Euro-S&P 500 Correlation & USD Risk
- A key correlation between the euro and the U.S.dollar (EUR/USD) and the S&P 500 (SPX) is undergoing a shift, perhaps triggering notable hedging activity and impacting U.S.
- Historically,the 120-day rolling correlation between EUR/USD and SPX has been largely positive for the past two decades.
- These breaks in correlation proved temporary, requiring significant macro events to occur.
Teh euro and U.S. dollar (EUR/USD) correlation with the S&P 500 (SPX) is shifting, with potentially meaningful consequences for U.S.assets and hedging strategies. Foreign asset managers, facing this evolving landscape, may trigger multi-trillion-dollar hedging flows, thus impacting the market. Historically, a positive correlation meant a weaker euro often accompanied a decline in the SPX. Discover how these shifts could influence your portfolio, especially if you utilize EUR/USD hedging. News Directory 3 provides critical analysis of market correlations. This shift is fueled by under-hedged positions. Discover what’s next …

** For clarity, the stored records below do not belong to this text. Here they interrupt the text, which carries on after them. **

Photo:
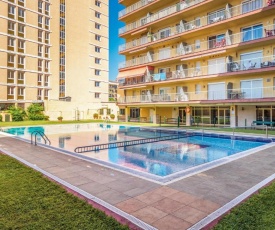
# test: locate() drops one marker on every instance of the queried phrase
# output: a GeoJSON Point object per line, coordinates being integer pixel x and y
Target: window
{"type": "Point", "coordinates": [62, 34]}
{"type": "Point", "coordinates": [21, 13]}
{"type": "Point", "coordinates": [21, 44]}
{"type": "Point", "coordinates": [39, 79]}
{"type": "Point", "coordinates": [40, 5]}
{"type": "Point", "coordinates": [97, 14]}
{"type": "Point", "coordinates": [97, 49]}
{"type": "Point", "coordinates": [11, 26]}
{"type": "Point", "coordinates": [62, 8]}
{"type": "Point", "coordinates": [11, 42]}
{"type": "Point", "coordinates": [197, 89]}
{"type": "Point", "coordinates": [216, 41]}
{"type": "Point", "coordinates": [197, 44]}
{"type": "Point", "coordinates": [97, 37]}
{"type": "Point", "coordinates": [62, 48]}
{"type": "Point", "coordinates": [97, 72]}
{"type": "Point", "coordinates": [10, 58]}
{"type": "Point", "coordinates": [11, 9]}
{"type": "Point", "coordinates": [21, 76]}
{"type": "Point", "coordinates": [216, 16]}
{"type": "Point", "coordinates": [40, 48]}
{"type": "Point", "coordinates": [97, 26]}
{"type": "Point", "coordinates": [21, 91]}
{"type": "Point", "coordinates": [40, 35]}
{"type": "Point", "coordinates": [251, 5]}
{"type": "Point", "coordinates": [47, 21]}
{"type": "Point", "coordinates": [10, 75]}
{"type": "Point", "coordinates": [11, 91]}
{"type": "Point", "coordinates": [62, 21]}
{"type": "Point", "coordinates": [252, 32]}
{"type": "Point", "coordinates": [40, 64]}
{"type": "Point", "coordinates": [122, 111]}
{"type": "Point", "coordinates": [98, 3]}
{"type": "Point", "coordinates": [97, 60]}
{"type": "Point", "coordinates": [21, 28]}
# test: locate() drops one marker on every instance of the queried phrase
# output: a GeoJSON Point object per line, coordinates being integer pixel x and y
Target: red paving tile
{"type": "Point", "coordinates": [131, 205]}
{"type": "Point", "coordinates": [149, 214]}
{"type": "Point", "coordinates": [171, 223]}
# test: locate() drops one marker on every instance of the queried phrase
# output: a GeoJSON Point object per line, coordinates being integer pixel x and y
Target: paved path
{"type": "Point", "coordinates": [179, 205]}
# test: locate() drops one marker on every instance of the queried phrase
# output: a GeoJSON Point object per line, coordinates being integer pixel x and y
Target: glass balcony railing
{"type": "Point", "coordinates": [184, 49]}
{"type": "Point", "coordinates": [228, 66]}
{"type": "Point", "coordinates": [134, 7]}
{"type": "Point", "coordinates": [209, 95]}
{"type": "Point", "coordinates": [226, 13]}
{"type": "Point", "coordinates": [158, 15]}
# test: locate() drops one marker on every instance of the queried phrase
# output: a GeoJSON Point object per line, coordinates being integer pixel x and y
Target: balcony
{"type": "Point", "coordinates": [158, 15]}
{"type": "Point", "coordinates": [134, 7]}
{"type": "Point", "coordinates": [183, 27]}
{"type": "Point", "coordinates": [225, 95]}
{"type": "Point", "coordinates": [229, 67]}
{"type": "Point", "coordinates": [184, 49]}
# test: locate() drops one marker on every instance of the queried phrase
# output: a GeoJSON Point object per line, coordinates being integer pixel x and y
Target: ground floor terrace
{"type": "Point", "coordinates": [234, 114]}
{"type": "Point", "coordinates": [192, 202]}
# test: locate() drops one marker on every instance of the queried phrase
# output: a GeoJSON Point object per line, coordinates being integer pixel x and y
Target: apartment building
{"type": "Point", "coordinates": [55, 53]}
{"type": "Point", "coordinates": [209, 61]}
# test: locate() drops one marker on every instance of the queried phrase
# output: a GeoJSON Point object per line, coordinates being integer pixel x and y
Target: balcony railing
{"type": "Point", "coordinates": [229, 66]}
{"type": "Point", "coordinates": [162, 13]}
{"type": "Point", "coordinates": [183, 26]}
{"type": "Point", "coordinates": [212, 95]}
{"type": "Point", "coordinates": [185, 49]}
{"type": "Point", "coordinates": [134, 7]}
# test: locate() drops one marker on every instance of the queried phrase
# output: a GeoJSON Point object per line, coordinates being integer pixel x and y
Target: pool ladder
{"type": "Point", "coordinates": [43, 135]}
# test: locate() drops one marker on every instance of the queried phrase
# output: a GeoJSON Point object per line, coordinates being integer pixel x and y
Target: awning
{"type": "Point", "coordinates": [133, 72]}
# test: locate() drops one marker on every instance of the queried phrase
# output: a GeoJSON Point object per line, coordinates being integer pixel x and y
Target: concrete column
{"type": "Point", "coordinates": [233, 116]}
{"type": "Point", "coordinates": [188, 111]}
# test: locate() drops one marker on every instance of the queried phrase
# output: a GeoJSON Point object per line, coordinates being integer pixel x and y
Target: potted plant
{"type": "Point", "coordinates": [95, 115]}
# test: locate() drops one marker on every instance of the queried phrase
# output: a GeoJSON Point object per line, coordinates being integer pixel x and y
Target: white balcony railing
{"type": "Point", "coordinates": [223, 94]}
{"type": "Point", "coordinates": [134, 7]}
{"type": "Point", "coordinates": [229, 66]}
{"type": "Point", "coordinates": [160, 14]}
{"type": "Point", "coordinates": [228, 12]}
{"type": "Point", "coordinates": [185, 49]}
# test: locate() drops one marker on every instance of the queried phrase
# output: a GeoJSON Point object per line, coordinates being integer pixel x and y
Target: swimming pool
{"type": "Point", "coordinates": [160, 160]}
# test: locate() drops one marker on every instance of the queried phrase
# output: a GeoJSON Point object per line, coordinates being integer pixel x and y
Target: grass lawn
{"type": "Point", "coordinates": [258, 212]}
{"type": "Point", "coordinates": [30, 201]}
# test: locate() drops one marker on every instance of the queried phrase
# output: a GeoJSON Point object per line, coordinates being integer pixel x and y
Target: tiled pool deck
{"type": "Point", "coordinates": [178, 205]}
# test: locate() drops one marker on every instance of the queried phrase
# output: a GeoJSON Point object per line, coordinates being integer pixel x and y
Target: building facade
{"type": "Point", "coordinates": [208, 61]}
{"type": "Point", "coordinates": [55, 53]}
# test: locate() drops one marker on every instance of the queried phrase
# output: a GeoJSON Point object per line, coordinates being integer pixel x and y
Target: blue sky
{"type": "Point", "coordinates": [114, 41]}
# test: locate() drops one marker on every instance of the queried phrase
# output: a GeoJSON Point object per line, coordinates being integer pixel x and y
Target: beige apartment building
{"type": "Point", "coordinates": [55, 53]}
{"type": "Point", "coordinates": [204, 61]}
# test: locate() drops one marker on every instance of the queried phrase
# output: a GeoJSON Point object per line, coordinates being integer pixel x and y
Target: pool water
{"type": "Point", "coordinates": [160, 158]}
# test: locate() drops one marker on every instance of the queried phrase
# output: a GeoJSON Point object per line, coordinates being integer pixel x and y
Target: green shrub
{"type": "Point", "coordinates": [35, 112]}
{"type": "Point", "coordinates": [17, 113]}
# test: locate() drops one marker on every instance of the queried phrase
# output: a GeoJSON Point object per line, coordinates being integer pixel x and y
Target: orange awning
{"type": "Point", "coordinates": [132, 73]}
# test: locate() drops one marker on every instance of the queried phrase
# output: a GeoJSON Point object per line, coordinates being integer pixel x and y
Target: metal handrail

EUR/USD Correlation Shift Impacts US Assets, Hedging Strategies
Updated June 26, 2025
A key correlation between the euro and the U.S.dollar (EUR/USD) and the S&P 500 (SPX) is undergoing a shift, perhaps triggering notable hedging activity and impacting U.S. assets. For large asset allocators, especially non-U.S. pension funds, the relationship between currency fluctuations and asset values is critical.
Historically,the 120-day rolling correlation between EUR/USD and SPX has been largely positive for the past two decades. This meant that a decline in the SPX was typically accompanied by a weakening euro. Consequently,hedging EUR/USD risk associated with U.S. asset purchases proved ineffective, as the euro exposure acted as a hedge during risk-off periods for U.S. stock markets.
However,there have been exceptions to this trend,including:
- The early phase of the 2008 global financial crisis.
- the european Central Bank’s (ECB) quantitative easing (QE) announcements in 2015-2016.
- Summer 2019, when German Bund yields reached -0.75%.
These breaks in correlation proved temporary, requiring significant macro events to occur. The correlation quickly reverted to its “normal” state. Now, foreign asset managers find themselves under-hedged, maintaining substantial long USD positions just as correlations are beginning to break again.
This situation could necessitate multi-trillion dollar hedging flows, leading to a substantial sale of U.S. dollars in the market. Investors are closely monitoring the potential for a weakening USD trend.
What’s next
The potential for a weakening U.S. dollar is being closely watched by investors, as a shift in EUR/USD correlation could trigger multi-trillion dollar hedging flows, impacting US assets and requiring a re-evaluation of hedging strategies.